Когда раненого Пушкина привезли домой, жена выбежала в переднюю и упала без чувств. Приехавший вскоре лейб-медик Арендт, осмотрев больного, признал рану смертельной. По настоянию Пушкина он не скрыл от него, что положение очень тяжелое. С этого момента Пушкин перестал думать о себе, и все его мысли обратились к жене.
«Она, бедная, безвинно терпит и может еще потерпеть во мнении людском», – сказал он доктору Спасскому.
«Княгиня[130] была с женою, которой состояние было невыразимо; как приведение, иногда прокрадывалась она в ту горницу, где лежал ее умирающий муж.

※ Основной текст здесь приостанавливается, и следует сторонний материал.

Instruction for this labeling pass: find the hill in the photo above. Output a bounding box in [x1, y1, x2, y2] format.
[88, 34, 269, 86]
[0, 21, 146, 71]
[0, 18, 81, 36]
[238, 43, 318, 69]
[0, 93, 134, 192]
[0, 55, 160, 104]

Он не мог ее видеть (он лежал на диване лицом от окон к двери); но он боялся, чтобы она к нему подходила, ибо не хотел, чтобы она могла приметить его страдания» (В. А. Жуковский).
«Это были душу раздирающие два дня; Пушкин страдал ужасно, он переносил страдания мужественно, спокойно и самоотверженно и высказывал только одно беспокойство, как бы не испугать жены. «Бедная жена, бедная жена!» – восклицал он, когда мучения заставляли его невольно кричать…» (П. А. Вяземский).
Когда состояние Пушкина ухудшилось, он просил друзей не давать излишних надежд жене, не скрывать от нее правду: «Она не притворщица; вы ее хорошо знаете, она должна все знать» (И. Т. Спасский). Он часто призывал к себе жену, несколько раз оставался с ней наедине…
«…Он думал только о своей жене и о горе, которое он ей причиняет. Между приступами своих ужасных страданий он звал ее, ласкал, утешал. Он говорил, что она невиновна в его смерти и что никогда ни на минуту он не лишал ее своего доверия и любви… Он просил также, чтобы к нему привели всех его четверых детей, и каждого благословил» (Е. Н. Мещерская).
«…1 час. Пушкин слабее и слабее… Надежды нет. Смерть быстро приближается; но умирающий сильно не страждет; он покойнее. Жена подле него… Александрина плачет, но еще на ногах. Жена – сила любви дает ей веру – когда уже нет надежды! Она повторяет ему: «Tu vivras!»[131] (А. И. Тургенев).
«…Г-жа Пушкина возвратилась в кабинет в самую минуту его смерти… Увидя умирающего мужа, она бросилась к нему и упала перед ним на колени; густые темно-русые букли в беспорядке рассыпались у ней по плечам. С глубоким отчаянием она протянула руки к Пушкину, толкала его и, рыдая, вскрикивала:
– Пушкин, Пушкин, ты жив?!
Картина была разрывающая душу…» (К. К. Данзас).
«Несчастную жену с большим трудом спасли от безумия, в которое ее, казалось, неудержимо влекло мрачное и глубокое отчаяние». Эти слова, записанные в дневнике Д. Ф. Фикельмон, нам кажется, ближе всех к тому состоянию, в котором находилась Наталья Николаевна после смерти мужа. Княгина Вяземская рассказывала Бартеневу, что «конвульсии гибкой станом женщины были таковы, что ноги ее доходили до головы. Судороги в ногах долго продолжались у нее и после, начинаясь обыкновенно в 11 часов вечера».
«…В субботу вечером я видела несчастную Натали, – писала брату 2 февраля 1837 г. С. Н. Карамзина, – не могу передать тебе, какое раздирающее душу впечатление она на меня произвела: настоящий призрак, и при этом взгляд ее блуждал, а выражение лица было столь невыразимо жалкое, что на нее невозможно было смотреть без сердечной боли».
10 февраля 1837 года Карамзина пишет:
«…Мещерский понес эти стихи[132] Александрине Гончаровой, которая попросила их для сестры, жаждущей прочесть все, что касается ее мужа, жаждущей говорить о нем, обвинять себя и плакать. На нее по-прежнему тяжело смотреть, но она стала спокойней и нет более безумного взгляда. К несчастью, она плохо спит и по ночам пронзительными криками зовет Пушкина».